Lo chef Norbert Niederkofler

 

di GianAngelo Pistoia

NordEst – “I piatti rivelano la personalità dello chef. Quelli di Norbert Niederkofler, sanno raccontare mille e una storia. I protagonisti sono la natura, la cultura e i gusti schietti e intensi delle sue montagne, la passione e la fatica quotidiana dei contadini e degli allevatori, la qualità eccelsa dei loro prodotti, le tradizioni e i metodi tramandati, il calore dei ‘masi’, il desiderio di viaggiare per imparare e ritornare per ritrovare il proprio stile di vita, l’impegno, la cura, la costanza che si sposano con l’entusiasmo e la leggerezza. Nei piatti di Norbert Niederkofler si gustano questi sapori, si vedono le montagne, si ascoltano queste storie. L’incontro con questa cucina non è un pasto, ma un’indimenticabile esperienza umana”.

Con questa motivazione nel 2018 la prestigiosa Guida Michelin assegnava le tre omonime stelle al ristorante St. Hubertus del Rosa Alpina Hotel & SPA di San Cassiano in Alta Badia (Bz). Quest’anno alle tre stelle “rosse” si è aggiunta anche una nuova stella Michelin, quella “verde” conferita allo chef Norbert Niederkofler.

“Con le stelle verdi – ha spiegato il direttore internazionale delle Guide Michelin Gwendal Poullennec – premiamo gli chef che si evolvono abbracciando temi di rispetto ambientale, corretti rapporti di filiera, etica del lavoro, lotta allo spreco alimentare. Vogliamo incoraggiare le iniziative sostenibili nella filiera della ristorazione. I nostri ispettori – ha precisato – hanno arricchito il loro metodo di lavoro andando a valutare anche le forniture di cibo dal territorio, lo spreco a tavola e persino la gestione dei rifiuti di ciascun locale.

È volontà della Guida Michelin mettere in luce quelle strutture e quei chef si muovono a favore di una gastronomia più sostenibile sottolineando le loro iniziative e facilitandone l’identificazione grazie alla creazione del nuovo simbolo. Per quei modelli del settore considerati all’avanguardia nelle loro pratiche, ne abbiamo inoltre evidenziato il coinvolgimento tramite una citazione ‘L’impegno dello chef’ ”.

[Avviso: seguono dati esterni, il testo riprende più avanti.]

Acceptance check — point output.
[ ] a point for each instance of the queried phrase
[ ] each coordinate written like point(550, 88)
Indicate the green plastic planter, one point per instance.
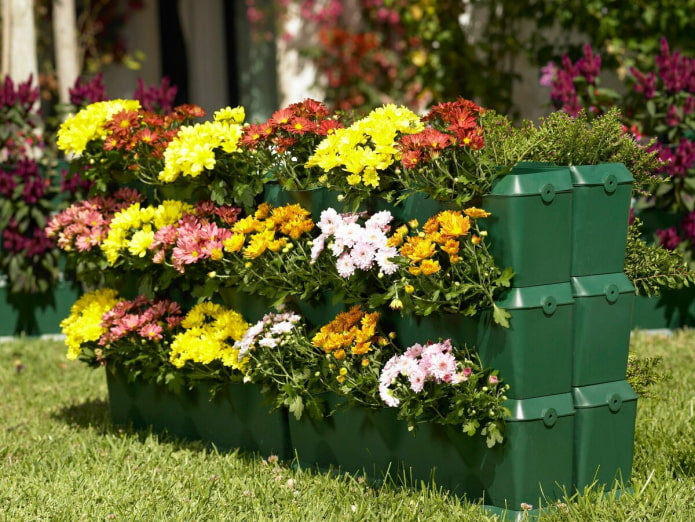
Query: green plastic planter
point(36, 314)
point(237, 416)
point(534, 460)
point(600, 212)
point(533, 355)
point(601, 328)
point(604, 433)
point(530, 226)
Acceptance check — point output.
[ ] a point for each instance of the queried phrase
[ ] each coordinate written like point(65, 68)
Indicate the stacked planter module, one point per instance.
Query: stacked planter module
point(563, 230)
point(565, 355)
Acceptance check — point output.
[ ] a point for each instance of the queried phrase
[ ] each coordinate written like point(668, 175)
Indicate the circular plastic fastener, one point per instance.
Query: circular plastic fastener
point(548, 192)
point(610, 183)
point(615, 402)
point(612, 293)
point(549, 417)
point(549, 305)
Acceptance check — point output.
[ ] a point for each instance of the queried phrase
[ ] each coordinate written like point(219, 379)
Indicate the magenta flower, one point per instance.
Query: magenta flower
point(669, 238)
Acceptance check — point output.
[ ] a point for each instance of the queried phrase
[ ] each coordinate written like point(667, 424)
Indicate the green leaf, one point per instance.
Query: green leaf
point(500, 316)
point(296, 407)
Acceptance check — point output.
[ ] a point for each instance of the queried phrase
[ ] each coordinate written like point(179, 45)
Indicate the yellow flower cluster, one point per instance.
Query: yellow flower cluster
point(255, 234)
point(208, 327)
point(132, 229)
point(78, 130)
point(440, 233)
point(367, 146)
point(193, 149)
point(354, 330)
point(84, 322)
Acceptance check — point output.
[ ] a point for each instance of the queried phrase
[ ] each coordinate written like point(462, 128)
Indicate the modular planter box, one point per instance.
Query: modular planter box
point(530, 226)
point(533, 355)
point(600, 212)
point(604, 433)
point(601, 328)
point(36, 314)
point(236, 417)
point(534, 462)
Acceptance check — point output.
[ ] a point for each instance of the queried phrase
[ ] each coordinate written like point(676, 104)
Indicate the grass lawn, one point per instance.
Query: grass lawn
point(62, 459)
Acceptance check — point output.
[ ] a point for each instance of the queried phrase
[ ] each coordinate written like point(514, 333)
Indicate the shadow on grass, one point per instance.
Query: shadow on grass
point(95, 415)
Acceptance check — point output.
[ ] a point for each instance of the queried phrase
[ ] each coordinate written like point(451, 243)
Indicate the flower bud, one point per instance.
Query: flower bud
point(396, 304)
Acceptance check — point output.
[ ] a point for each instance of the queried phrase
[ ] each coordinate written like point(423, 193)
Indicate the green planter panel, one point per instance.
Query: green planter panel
point(530, 226)
point(36, 314)
point(604, 433)
point(672, 309)
point(601, 328)
point(534, 460)
point(236, 417)
point(600, 213)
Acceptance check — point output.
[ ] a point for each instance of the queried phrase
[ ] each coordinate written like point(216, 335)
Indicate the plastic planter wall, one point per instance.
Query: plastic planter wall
point(600, 212)
point(36, 314)
point(236, 417)
point(531, 223)
point(535, 460)
point(604, 433)
point(602, 324)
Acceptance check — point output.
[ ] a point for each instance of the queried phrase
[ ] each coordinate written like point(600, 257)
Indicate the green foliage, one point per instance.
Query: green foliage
point(651, 267)
point(644, 373)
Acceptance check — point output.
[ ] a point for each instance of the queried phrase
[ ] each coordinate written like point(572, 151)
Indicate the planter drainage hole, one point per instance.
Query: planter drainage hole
point(615, 403)
point(547, 193)
point(612, 293)
point(550, 417)
point(549, 305)
point(610, 183)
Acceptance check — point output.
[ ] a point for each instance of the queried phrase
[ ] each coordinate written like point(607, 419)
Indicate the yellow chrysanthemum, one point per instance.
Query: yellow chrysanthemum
point(227, 114)
point(193, 149)
point(84, 322)
point(88, 124)
point(169, 212)
point(453, 223)
point(234, 243)
point(368, 146)
point(476, 213)
point(141, 241)
point(417, 248)
point(206, 338)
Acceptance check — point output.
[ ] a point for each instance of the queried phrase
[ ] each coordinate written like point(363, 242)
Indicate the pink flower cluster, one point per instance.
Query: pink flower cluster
point(84, 225)
point(419, 364)
point(561, 79)
point(145, 319)
point(270, 332)
point(356, 246)
point(194, 237)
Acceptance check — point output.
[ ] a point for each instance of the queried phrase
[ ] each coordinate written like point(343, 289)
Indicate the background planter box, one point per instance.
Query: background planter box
point(236, 417)
point(36, 314)
point(604, 433)
point(535, 461)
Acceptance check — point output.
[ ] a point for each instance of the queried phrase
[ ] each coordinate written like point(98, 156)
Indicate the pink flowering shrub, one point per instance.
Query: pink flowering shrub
point(658, 109)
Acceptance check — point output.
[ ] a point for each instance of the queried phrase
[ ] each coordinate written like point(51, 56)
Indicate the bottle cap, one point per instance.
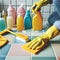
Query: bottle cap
point(28, 8)
point(9, 14)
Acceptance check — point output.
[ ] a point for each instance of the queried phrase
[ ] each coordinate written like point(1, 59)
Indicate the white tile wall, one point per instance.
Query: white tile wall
point(46, 10)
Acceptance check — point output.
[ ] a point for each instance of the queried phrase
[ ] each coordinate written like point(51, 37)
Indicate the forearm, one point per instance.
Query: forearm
point(50, 33)
point(45, 2)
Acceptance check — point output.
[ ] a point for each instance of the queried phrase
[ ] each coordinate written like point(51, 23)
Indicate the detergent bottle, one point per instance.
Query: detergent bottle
point(13, 13)
point(20, 22)
point(4, 14)
point(37, 21)
point(9, 21)
point(21, 10)
point(27, 19)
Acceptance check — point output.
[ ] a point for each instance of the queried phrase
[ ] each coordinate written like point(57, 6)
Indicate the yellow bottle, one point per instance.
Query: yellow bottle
point(20, 22)
point(4, 14)
point(9, 21)
point(37, 22)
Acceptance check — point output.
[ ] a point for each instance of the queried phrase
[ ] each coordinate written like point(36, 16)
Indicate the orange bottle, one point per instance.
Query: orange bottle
point(37, 22)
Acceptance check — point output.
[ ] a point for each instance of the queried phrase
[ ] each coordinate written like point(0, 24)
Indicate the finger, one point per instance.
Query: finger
point(40, 46)
point(32, 44)
point(28, 44)
point(38, 43)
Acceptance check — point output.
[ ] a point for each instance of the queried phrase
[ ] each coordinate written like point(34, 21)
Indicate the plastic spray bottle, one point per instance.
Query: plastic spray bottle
point(37, 21)
point(20, 22)
point(21, 10)
point(4, 14)
point(9, 21)
point(13, 13)
point(27, 19)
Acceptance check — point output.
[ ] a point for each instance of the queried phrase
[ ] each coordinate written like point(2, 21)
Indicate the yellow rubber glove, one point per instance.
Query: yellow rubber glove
point(37, 5)
point(41, 41)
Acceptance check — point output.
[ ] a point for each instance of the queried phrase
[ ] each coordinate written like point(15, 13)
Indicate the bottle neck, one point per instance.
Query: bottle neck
point(27, 12)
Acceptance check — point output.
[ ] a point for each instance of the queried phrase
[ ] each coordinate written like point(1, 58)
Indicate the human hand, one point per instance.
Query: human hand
point(36, 43)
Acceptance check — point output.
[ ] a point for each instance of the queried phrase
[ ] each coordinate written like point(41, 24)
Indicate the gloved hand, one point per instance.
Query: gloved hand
point(40, 42)
point(36, 43)
point(37, 5)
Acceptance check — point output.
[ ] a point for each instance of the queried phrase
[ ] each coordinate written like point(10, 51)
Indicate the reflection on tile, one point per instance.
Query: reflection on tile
point(16, 50)
point(56, 48)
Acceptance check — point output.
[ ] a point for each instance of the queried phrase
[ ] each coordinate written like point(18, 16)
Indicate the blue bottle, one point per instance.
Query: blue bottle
point(27, 19)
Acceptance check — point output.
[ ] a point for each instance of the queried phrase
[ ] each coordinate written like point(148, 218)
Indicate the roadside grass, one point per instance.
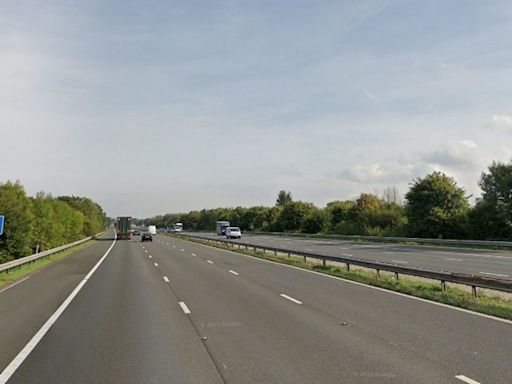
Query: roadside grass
point(17, 273)
point(484, 303)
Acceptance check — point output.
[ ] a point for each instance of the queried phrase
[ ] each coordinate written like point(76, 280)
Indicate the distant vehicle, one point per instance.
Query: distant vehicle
point(221, 227)
point(123, 227)
point(146, 236)
point(233, 233)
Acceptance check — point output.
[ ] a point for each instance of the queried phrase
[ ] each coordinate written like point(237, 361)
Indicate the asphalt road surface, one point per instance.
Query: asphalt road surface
point(172, 311)
point(488, 263)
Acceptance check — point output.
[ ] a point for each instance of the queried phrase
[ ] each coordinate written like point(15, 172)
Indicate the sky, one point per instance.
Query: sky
point(153, 107)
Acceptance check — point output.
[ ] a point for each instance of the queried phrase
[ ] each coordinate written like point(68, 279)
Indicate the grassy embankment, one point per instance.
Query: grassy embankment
point(453, 295)
point(17, 273)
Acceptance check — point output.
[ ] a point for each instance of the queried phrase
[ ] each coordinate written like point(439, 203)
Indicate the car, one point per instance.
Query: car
point(233, 233)
point(146, 236)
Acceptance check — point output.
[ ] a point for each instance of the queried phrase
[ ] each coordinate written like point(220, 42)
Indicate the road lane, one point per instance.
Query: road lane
point(190, 321)
point(26, 306)
point(125, 326)
point(423, 337)
point(460, 260)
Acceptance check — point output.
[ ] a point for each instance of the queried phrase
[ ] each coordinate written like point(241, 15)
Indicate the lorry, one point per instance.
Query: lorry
point(124, 227)
point(221, 227)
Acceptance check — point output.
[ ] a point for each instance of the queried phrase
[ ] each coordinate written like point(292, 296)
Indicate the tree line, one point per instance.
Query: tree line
point(434, 207)
point(35, 224)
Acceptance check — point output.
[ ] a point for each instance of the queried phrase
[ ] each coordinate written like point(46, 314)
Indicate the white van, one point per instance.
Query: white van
point(233, 233)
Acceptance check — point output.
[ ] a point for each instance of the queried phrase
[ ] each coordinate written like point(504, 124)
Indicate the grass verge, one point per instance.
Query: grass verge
point(452, 295)
point(14, 274)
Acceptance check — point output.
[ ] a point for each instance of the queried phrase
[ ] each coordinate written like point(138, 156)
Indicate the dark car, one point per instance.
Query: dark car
point(146, 236)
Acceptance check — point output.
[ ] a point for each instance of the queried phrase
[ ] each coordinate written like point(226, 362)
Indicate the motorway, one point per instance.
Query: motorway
point(488, 263)
point(172, 311)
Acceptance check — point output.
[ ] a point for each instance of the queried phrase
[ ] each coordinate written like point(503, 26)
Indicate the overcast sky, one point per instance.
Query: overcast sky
point(152, 107)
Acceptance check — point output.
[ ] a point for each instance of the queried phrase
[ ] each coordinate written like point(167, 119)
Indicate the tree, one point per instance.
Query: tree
point(313, 221)
point(436, 207)
point(486, 222)
point(44, 235)
point(283, 198)
point(16, 206)
point(496, 185)
point(293, 214)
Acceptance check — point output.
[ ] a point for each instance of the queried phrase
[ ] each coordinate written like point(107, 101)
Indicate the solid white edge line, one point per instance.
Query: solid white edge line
point(184, 308)
point(466, 379)
point(14, 284)
point(362, 285)
point(493, 274)
point(290, 298)
point(29, 347)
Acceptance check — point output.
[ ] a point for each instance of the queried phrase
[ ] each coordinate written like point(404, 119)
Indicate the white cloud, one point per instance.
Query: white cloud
point(367, 173)
point(500, 122)
point(456, 154)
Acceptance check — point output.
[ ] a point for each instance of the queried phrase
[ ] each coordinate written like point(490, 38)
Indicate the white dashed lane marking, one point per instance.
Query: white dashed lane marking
point(184, 308)
point(290, 298)
point(466, 379)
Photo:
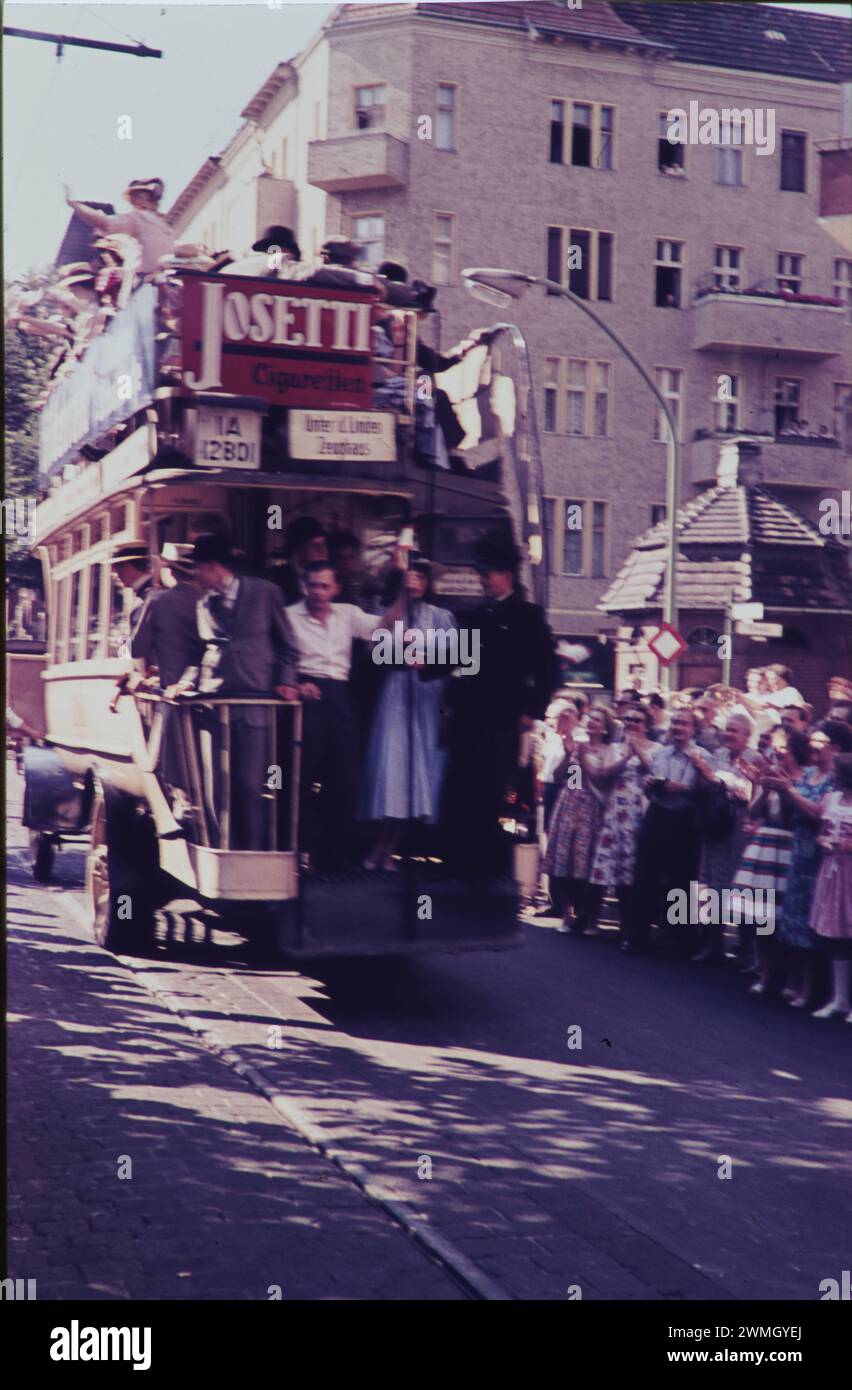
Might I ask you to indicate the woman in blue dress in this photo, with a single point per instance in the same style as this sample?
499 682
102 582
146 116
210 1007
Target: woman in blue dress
405 763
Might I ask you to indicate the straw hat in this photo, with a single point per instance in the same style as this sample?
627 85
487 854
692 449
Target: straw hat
145 185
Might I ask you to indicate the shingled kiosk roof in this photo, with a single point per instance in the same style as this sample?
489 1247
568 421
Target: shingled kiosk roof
737 545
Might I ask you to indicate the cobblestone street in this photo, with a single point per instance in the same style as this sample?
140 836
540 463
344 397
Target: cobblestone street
445 1091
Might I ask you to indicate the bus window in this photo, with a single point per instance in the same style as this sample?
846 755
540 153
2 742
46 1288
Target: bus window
75 616
116 628
60 635
95 628
118 519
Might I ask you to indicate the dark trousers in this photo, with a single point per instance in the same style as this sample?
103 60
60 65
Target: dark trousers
249 763
328 773
482 765
667 855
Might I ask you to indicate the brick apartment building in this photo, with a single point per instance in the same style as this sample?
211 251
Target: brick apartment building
489 134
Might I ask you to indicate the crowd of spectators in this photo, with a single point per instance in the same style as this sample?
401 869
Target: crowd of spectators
720 816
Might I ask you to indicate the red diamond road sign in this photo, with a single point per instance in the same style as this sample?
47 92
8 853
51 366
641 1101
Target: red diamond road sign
666 644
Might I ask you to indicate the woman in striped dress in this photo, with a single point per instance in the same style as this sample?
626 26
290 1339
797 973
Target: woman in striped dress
577 818
766 859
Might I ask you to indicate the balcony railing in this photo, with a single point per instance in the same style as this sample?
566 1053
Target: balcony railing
791 462
765 321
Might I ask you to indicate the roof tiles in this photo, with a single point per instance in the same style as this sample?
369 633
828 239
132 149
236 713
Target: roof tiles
734 35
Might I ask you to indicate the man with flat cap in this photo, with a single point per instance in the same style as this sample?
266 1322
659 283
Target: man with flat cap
248 651
492 708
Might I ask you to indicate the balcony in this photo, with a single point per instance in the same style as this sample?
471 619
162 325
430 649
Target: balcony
363 160
781 463
724 321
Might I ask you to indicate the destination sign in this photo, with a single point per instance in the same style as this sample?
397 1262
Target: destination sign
342 434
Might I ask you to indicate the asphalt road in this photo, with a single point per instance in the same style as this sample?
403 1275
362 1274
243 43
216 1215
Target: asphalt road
697 1144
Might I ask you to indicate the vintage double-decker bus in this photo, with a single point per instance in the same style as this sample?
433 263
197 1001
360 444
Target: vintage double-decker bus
235 405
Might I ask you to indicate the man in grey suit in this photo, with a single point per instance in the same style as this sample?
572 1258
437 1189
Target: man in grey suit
167 641
248 649
167 637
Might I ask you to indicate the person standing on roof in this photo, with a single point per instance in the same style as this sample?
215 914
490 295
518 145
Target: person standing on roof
145 223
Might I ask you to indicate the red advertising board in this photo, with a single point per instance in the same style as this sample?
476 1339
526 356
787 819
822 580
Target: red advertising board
291 344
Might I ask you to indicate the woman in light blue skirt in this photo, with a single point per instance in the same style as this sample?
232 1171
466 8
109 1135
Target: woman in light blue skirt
405 763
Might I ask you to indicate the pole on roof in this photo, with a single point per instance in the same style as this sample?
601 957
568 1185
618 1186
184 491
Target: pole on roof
136 50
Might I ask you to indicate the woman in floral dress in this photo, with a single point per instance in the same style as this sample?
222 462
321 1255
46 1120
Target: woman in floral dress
615 859
805 795
577 816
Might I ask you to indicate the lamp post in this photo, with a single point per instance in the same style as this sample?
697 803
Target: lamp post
478 281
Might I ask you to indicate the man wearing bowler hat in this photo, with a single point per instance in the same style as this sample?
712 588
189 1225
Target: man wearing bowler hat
274 256
339 267
492 708
248 651
167 635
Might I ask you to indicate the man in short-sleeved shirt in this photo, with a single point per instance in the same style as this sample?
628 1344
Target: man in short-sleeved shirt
323 633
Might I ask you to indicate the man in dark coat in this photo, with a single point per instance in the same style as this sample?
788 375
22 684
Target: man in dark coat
491 710
248 651
167 641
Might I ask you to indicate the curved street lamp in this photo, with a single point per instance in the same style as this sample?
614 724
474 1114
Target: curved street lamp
510 285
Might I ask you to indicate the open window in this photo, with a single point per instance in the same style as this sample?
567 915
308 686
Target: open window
670 156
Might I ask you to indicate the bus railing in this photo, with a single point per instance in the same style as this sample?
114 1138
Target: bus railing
232 765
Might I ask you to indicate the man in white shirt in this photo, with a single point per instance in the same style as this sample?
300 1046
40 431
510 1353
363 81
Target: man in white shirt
145 223
323 633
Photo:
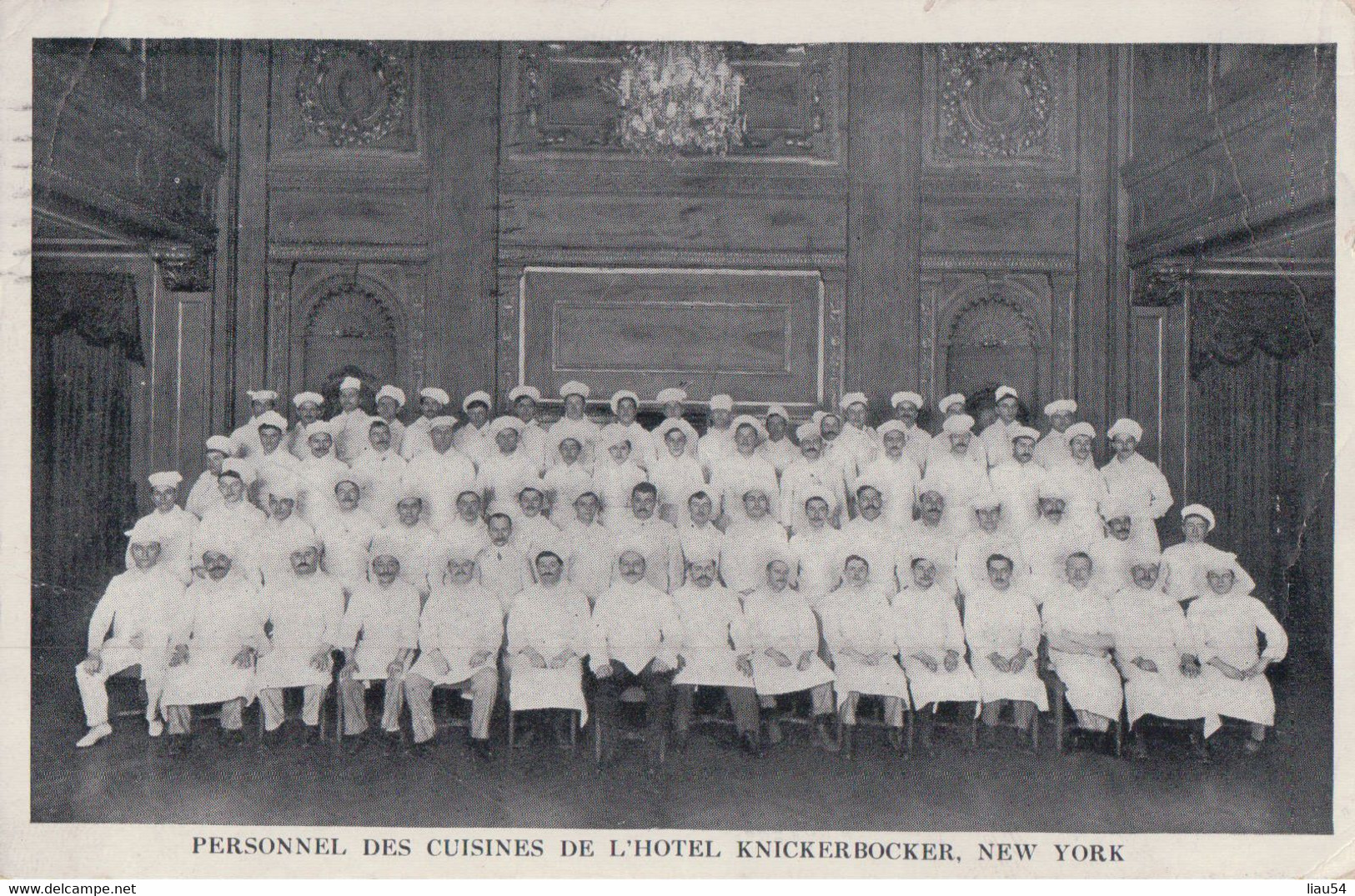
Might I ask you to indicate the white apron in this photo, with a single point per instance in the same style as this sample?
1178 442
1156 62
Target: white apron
930 687
534 688
1092 683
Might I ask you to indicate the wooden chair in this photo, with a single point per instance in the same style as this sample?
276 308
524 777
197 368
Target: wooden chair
633 696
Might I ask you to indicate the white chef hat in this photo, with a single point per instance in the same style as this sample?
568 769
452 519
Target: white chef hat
148 529
618 395
164 479
1199 511
238 468
943 405
1127 427
852 398
271 418
479 395
748 420
437 394
575 388
282 488
221 443
504 423
957 424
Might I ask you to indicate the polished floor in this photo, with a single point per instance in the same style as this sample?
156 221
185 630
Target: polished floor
795 787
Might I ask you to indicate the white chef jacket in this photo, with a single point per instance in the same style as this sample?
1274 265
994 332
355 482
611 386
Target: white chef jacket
439 478
633 624
379 626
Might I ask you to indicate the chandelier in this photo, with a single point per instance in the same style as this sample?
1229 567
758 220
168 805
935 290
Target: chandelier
679 98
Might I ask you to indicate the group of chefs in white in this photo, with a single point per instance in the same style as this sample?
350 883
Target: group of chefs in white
559 566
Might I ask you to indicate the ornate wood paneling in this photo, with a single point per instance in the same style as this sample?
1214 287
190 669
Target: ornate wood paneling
765 334
1001 104
344 99
563 100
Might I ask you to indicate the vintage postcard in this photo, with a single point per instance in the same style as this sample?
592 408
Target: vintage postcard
676 440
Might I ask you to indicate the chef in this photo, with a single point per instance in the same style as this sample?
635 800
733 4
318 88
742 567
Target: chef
390 401
438 473
351 424
245 436
1077 622
309 409
1157 654
213 646
461 633
206 492
476 438
715 651
175 525
1001 628
1136 482
931 642
861 633
130 627
784 637
379 637
303 612
549 633
433 405
635 640
916 440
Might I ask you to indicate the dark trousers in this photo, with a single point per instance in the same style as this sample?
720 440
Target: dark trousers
659 693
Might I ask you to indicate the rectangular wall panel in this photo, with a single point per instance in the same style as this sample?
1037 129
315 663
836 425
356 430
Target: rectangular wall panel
756 334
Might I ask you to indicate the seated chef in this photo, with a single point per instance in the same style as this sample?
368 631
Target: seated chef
461 633
379 637
214 644
931 642
715 651
635 638
861 633
1001 628
303 613
784 637
130 627
549 633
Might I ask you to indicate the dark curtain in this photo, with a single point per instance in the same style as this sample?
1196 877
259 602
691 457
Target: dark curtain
86 329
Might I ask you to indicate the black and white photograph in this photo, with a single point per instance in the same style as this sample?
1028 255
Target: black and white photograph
683 435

La promessa di Norbert Niederkofler per la Guida Michelin è chiara:Il mio impegno nasce dal rispetto della natura e dei valori dell’Alto Adige. In montagna la filosofia sostenibile c’era già, lì da sempre tutti i prodotti vengono utilizzati. Ma la mia cucina cresce nella consapevolezza che la natura, stagione dopo stagione, offre tutto ciò che il nostro corpo necessita. E d’inverno, se bloccati dalla neve, assaporiamo i prodotti conservati sotto la sabbia, come si è sempre fatto in alta quota”.

Chi è Norbert Niederkofler?

Un ritratto esaustivo dello chef altoatesino e della sua filosofia culinaria e di vita lo delinea la giornalista Margo Schachter in alcuni articoli pubblicati sulla rivista ‘La Cucina Italiana’ e che di seguito ripropongo per ampli stralci.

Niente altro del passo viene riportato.